Злость на Якова как волной нахлынула.
— Пошел ты к лешему, Сенька! И без тебя тошнехонько.
Сказал и дальше задумался. А ближе к ночи хватились — нет Сеньки нигде. Стали спрашивать у угланов. Они говорят: мол, Сенька к лесу пошел, но без лукошка, без силков. И все, говорят, молчком да молчком. Они уж его окликали, а Сенька не отзывался. Тут Якова как громом поразило — сам же парня к лешему отправил.
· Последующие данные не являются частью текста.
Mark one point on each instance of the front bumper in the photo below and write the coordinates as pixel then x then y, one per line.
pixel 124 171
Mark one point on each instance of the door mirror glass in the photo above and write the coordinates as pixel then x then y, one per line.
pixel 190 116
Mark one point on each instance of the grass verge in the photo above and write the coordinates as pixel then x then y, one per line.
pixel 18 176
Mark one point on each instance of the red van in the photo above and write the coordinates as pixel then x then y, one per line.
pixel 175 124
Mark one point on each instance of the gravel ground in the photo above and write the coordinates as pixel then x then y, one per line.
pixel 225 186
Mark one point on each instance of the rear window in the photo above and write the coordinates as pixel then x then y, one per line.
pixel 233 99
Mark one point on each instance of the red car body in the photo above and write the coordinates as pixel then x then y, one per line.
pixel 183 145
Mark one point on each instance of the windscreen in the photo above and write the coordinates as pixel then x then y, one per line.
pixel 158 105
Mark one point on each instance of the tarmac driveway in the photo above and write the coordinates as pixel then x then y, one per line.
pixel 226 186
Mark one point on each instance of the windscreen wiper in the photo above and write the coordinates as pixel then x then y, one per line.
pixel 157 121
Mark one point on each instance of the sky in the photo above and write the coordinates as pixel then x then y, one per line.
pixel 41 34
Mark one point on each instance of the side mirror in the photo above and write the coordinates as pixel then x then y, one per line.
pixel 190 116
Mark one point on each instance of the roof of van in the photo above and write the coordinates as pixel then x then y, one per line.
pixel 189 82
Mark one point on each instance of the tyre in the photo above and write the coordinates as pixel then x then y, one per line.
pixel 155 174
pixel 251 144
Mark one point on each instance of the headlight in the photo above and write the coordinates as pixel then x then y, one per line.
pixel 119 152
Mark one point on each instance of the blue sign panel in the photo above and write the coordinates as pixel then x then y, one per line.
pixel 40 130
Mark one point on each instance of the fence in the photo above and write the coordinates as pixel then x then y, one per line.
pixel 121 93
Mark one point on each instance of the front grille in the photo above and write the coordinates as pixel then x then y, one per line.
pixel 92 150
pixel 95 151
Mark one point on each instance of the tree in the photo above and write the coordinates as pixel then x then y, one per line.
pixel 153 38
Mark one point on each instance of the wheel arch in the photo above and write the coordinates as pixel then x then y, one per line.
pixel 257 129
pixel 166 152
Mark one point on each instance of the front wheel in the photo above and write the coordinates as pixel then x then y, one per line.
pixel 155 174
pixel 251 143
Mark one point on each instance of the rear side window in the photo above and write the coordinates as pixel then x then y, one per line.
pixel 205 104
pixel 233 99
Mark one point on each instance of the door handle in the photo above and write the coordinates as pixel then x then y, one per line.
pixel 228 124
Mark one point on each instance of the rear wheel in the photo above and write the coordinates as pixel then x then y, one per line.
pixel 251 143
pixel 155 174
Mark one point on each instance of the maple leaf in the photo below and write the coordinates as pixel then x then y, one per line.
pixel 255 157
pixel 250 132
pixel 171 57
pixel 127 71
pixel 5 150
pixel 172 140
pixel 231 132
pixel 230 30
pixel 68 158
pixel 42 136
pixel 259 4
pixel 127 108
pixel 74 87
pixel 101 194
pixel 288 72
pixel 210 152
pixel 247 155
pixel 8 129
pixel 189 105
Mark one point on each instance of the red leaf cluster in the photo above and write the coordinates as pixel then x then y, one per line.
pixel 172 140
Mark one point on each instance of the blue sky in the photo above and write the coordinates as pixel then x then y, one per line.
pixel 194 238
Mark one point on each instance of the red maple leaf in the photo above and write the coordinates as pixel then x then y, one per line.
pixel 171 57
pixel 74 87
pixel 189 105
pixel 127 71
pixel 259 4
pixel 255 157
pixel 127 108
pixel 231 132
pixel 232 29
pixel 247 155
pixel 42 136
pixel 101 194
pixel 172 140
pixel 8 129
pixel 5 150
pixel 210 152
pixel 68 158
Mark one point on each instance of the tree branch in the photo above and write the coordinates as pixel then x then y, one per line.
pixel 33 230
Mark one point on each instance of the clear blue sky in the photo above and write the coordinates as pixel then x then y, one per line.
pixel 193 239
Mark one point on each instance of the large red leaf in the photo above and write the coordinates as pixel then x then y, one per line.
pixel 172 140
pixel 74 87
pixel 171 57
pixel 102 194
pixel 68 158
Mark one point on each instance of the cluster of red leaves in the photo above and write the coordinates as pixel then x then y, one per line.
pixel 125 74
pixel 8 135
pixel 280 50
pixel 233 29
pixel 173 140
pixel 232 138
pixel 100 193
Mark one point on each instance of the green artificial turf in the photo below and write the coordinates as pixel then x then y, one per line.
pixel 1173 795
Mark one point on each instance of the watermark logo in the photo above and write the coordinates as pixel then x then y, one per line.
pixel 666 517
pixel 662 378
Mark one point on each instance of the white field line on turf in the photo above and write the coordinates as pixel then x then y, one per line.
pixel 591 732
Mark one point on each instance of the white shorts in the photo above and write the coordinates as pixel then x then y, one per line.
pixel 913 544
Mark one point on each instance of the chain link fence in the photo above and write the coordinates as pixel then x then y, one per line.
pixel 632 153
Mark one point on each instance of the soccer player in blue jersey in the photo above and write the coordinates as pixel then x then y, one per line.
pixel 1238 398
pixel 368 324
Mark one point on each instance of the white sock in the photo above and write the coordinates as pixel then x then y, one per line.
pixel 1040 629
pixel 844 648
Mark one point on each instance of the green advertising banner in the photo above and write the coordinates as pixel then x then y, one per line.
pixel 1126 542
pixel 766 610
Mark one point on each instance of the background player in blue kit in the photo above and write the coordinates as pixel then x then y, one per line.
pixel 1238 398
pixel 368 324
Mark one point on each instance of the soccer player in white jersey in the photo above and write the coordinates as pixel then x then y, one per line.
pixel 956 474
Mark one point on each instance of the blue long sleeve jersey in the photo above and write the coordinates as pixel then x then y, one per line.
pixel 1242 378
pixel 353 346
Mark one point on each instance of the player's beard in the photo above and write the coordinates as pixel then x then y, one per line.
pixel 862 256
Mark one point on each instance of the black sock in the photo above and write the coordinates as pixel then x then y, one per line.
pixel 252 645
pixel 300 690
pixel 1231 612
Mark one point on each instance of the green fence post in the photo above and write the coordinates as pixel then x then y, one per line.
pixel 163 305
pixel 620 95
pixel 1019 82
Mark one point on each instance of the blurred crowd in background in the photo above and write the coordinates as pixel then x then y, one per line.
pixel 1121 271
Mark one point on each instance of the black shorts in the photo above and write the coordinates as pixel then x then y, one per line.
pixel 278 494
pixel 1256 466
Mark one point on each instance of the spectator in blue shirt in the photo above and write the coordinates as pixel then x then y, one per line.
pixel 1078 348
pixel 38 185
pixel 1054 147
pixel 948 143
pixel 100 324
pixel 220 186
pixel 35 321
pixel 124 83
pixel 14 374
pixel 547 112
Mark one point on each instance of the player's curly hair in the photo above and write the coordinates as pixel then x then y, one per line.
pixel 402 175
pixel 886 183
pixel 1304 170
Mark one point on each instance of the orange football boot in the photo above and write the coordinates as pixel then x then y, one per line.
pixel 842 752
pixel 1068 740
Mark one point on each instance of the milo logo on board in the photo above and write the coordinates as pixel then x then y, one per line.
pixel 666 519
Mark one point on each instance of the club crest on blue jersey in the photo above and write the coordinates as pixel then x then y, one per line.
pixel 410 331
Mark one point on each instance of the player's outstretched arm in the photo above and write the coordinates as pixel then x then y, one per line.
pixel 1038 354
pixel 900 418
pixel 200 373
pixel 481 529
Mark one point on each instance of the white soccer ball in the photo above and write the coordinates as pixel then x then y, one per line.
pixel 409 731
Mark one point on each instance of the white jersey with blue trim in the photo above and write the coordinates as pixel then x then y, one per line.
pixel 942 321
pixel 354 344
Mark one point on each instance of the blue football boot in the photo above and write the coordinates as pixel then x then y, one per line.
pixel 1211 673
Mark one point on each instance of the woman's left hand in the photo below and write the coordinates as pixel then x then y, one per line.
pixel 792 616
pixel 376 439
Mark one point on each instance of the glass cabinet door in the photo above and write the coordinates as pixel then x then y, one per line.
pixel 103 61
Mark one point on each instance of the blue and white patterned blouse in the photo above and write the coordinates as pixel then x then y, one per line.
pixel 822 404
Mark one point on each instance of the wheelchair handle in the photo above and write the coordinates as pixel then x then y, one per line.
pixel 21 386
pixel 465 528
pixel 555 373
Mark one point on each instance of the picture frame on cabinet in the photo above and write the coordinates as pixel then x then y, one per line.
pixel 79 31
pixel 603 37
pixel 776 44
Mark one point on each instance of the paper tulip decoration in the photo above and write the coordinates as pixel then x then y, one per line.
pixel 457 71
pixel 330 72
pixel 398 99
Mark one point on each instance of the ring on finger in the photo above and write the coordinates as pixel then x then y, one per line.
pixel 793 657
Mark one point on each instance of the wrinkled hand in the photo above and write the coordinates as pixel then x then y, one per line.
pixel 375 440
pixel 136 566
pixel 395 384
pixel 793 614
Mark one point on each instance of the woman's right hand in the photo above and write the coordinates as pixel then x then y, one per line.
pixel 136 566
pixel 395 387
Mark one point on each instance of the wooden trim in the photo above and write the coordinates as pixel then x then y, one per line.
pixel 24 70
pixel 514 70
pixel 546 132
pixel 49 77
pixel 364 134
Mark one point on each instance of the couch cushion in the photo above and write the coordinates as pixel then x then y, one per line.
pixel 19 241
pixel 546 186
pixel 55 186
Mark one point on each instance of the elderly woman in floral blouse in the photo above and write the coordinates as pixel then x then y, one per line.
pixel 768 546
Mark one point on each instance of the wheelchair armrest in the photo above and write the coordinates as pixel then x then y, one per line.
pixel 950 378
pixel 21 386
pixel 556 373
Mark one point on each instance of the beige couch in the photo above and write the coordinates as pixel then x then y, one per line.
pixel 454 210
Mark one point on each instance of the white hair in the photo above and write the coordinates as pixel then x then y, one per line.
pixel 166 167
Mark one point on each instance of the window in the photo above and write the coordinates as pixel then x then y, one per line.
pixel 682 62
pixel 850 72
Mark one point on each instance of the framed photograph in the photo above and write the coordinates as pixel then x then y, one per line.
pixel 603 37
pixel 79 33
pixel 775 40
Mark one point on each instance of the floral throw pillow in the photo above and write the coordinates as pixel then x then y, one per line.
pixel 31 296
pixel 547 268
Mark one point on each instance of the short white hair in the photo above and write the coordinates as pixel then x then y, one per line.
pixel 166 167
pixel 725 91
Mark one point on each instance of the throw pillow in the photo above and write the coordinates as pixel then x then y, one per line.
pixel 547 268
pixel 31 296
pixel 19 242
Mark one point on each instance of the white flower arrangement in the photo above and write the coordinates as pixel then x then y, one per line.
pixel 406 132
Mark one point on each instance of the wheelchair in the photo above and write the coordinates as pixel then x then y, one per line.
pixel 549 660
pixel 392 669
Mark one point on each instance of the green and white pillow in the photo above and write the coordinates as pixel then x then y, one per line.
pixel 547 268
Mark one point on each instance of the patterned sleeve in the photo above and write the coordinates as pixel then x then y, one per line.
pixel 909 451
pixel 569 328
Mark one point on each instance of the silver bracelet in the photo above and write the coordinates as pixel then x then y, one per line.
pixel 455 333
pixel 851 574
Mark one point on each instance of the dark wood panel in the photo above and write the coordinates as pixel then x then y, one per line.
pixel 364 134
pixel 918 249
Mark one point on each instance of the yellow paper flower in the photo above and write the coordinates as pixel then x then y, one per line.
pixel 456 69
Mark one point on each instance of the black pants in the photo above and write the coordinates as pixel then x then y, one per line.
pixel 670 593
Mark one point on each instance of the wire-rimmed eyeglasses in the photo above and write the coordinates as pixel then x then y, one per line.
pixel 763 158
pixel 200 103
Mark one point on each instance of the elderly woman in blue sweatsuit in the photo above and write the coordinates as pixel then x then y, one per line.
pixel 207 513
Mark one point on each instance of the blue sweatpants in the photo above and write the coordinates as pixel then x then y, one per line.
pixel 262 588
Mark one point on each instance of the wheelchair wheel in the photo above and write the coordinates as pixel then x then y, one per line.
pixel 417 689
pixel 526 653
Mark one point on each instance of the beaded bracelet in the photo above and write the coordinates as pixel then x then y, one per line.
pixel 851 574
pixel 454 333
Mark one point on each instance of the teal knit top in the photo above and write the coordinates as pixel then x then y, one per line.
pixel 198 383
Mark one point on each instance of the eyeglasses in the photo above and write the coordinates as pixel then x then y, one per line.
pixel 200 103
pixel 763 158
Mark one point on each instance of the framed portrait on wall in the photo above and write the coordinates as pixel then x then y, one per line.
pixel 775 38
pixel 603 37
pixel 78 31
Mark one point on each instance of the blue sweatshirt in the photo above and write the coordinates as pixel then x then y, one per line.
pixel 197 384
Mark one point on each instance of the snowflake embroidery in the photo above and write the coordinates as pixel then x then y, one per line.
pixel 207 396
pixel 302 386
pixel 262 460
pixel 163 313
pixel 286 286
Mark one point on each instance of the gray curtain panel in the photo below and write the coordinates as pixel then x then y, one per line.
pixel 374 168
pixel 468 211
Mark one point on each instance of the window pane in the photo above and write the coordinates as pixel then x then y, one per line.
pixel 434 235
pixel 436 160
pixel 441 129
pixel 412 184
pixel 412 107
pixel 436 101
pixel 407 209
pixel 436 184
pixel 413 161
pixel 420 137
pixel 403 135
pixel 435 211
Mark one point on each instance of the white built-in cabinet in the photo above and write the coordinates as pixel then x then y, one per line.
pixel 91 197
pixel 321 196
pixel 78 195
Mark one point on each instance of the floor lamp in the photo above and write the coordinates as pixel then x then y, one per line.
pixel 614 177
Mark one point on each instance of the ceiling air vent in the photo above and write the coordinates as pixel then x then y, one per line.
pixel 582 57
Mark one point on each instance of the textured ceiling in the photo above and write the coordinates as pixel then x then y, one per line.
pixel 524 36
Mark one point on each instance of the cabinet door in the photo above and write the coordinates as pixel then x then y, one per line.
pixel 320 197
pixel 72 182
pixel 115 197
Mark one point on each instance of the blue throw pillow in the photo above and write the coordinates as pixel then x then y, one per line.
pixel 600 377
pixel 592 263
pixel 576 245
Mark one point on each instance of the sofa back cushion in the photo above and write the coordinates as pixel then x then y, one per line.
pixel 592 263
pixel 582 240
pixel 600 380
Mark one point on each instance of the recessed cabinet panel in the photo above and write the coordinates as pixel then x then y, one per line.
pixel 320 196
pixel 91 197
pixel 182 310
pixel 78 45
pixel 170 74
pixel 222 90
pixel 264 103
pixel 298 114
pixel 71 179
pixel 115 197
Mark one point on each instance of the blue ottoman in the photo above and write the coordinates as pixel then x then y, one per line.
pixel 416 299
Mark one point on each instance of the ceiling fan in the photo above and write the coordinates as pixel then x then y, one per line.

— Моя вина в этом. Сам же родное дитя со злости и отдал! Как же жить мне теперь на белом свете, как людям в глаза смотреть?
А Карпа его утешает. Есть, вишь, время такое в сутках, когда дитя свое можно лешему неосторожным словом отдать. Вот в такое время, видать, Яков и обмолвился. А леший тут как тут — он под окошком укарауливал, Якова за язык тянул. Так и увел углана.
Карпа велел Якову подношение собрать лешему и отнести на пенек на той самой поляне, где он его верхом на корове встретил. Взял Яков четверть вина, осьмушку табака, краюху хлеба, в тряпицу красную атласную завернул и отправился. Пока шел, все передумал — сердце изнылось по сыну да по Наталье, от нее к тому времени уж давно вестей не было. Оставил подношение на пеньке — тряпицу расстелил и разложил все на ней, как Карпа учил. И стало ему любопытно, что дальше будет, вот и спрятался в кустах. Ровно в полночь пришел давешний мужичок в армяке и шапчонке, обнюхал все, обследовал да угощенье на траву и вывалил. Потом на пенек уселся, достал сучок изогнутый из кисету — вроде как трубка, мохом сухим ее набил — сидит курит. А сам глазом на четверть все косит да косит — уж больно охота. Но только прикоснулся, приходит средний брательник, за шиворот хватает и в чащу утягивает. Понял Яков, что угощение у него не берут, не хотят парня возвращать. Вернулся вновь к Карпе.
— Не приняли они подношения, Карпуша. Что же дале делать мне? Есть надежда, нет ли?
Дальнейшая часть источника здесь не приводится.